Commercial news vlog - September 2020: Schrems II; COVID-19: statutory payments, holiday, sick pay and self-isolation; Marriott class-action damages suit

Commercial news vlog - September 2020: Schrems II; COVID-19: statutory payments, holiday, sick pay and self-isolation; Marriott class-action damages suit




Corporate & Commercial

Invalid notice of a claim

In most business sale agreements, the sellers will indemnify the buyers for claims that arise from pre-sale activities, provided the buyers give the sellers notice of those claims.  The notification requirements usually require the sellers to be provided with reasonable details of the matter, the nature of the claim and the amount claimed. As the buyers in a recent case found, it is better to be cautious and provide full details.  In this case the buyers claim failed because their formal notice of the claim (issued shortly before the deadline) did not provide sufficient detail, particularly about why the company may be liable.  The buyers will, perhaps justifiably, be sore about this decision as they had provided information about the claim some time before the formal notice together with regular updates.

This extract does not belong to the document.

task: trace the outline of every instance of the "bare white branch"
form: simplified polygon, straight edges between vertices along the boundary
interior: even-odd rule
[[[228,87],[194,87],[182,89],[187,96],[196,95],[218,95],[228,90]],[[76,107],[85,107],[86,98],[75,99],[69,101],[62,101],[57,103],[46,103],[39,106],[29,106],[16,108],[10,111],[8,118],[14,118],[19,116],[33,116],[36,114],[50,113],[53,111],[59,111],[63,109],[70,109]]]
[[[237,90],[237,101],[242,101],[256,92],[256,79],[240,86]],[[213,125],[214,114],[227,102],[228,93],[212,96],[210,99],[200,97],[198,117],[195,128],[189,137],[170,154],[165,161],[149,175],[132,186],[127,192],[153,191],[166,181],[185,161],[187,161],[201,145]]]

News analysis: Contracts–construction (Dodika Ltd and others v United Luck Group Holdings Ltd)

Reflective loss

The Supreme Court has overturned 40 years’ of case law and ruled that the reflective loss principle does not restrict claims by unsecured creditors. Reflective loss describes a situation where a company has a claim against a third party and a creditor also has a claim against the same third party, that’s reflective of the loss suffered by the company. In this case, a company director had defrauded the company leaving it with no money to pay the creditor.  The reflective loss principle had prohibited creditor’s claims in these circumstances and only allowed the company to pursue the claim. This rule has now been overturned.

Practice Note: Reflective loss

Practice Note: Reflective loss—key and illustrative decisions

Data security

US Privacy Shield struck down

The Safe Harbor regime that allowed EU companies to lawfully transfer personal data to subscribing US companies, was invalidated in late 2015.  It was replaced in 2016 with the EU-US Privacy Shield but that has now also been struck down by the European Court of Justice – principally due to concerns that US national security laws allow governments to snoop on EU citizens’ data.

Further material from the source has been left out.